Erneute Aggressionen gegen Polizisten. Letzten Samstag verletzten Schläger in der Krawallnacht von Zürich zwei Polizisten. Kein Einzelfall. Die Gewalt gegen Beamte ist allgegenwärtig.

Nicht nur in Zürich. Ein Handyvideo aus dem Kanton Luzern zeigt, wie zwei Männer zwei Polizisten filmen und verbal attackieren. Das Ganze mündet in üblen Beschimpfungen gegen die Beamten und deren Mütter.
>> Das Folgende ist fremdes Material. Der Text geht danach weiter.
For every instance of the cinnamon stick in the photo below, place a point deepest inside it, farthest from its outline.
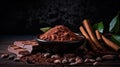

Der Vorfall spielte sich am Mittwoch, 15. August, ab. Urs Wigger, Mediensprecher der Polizei Luzern, sagt zu BLICK: «Kurz vor Mittag wurde der Polizei gemeldet, dass eine Gruppe von neun Männern gegen das Feuerverbot verstosse.»

«Sie waren alkoholisiert»

Zwei Beamte rücken aus. Am Waldrand bei Eigenthal LU treffen sie auf die grillierenden Männer. Wigger gibt zu Protokoll: «Sie waren alkoholisiert, ihre Hemmschwelle war tief.» Die beiden Polizisten nehmen die Personalien des Feuerverursachers auf. «Gegen ihn wird Anzeige wegen Verstosses gegen das Feuerverbot erstattet.»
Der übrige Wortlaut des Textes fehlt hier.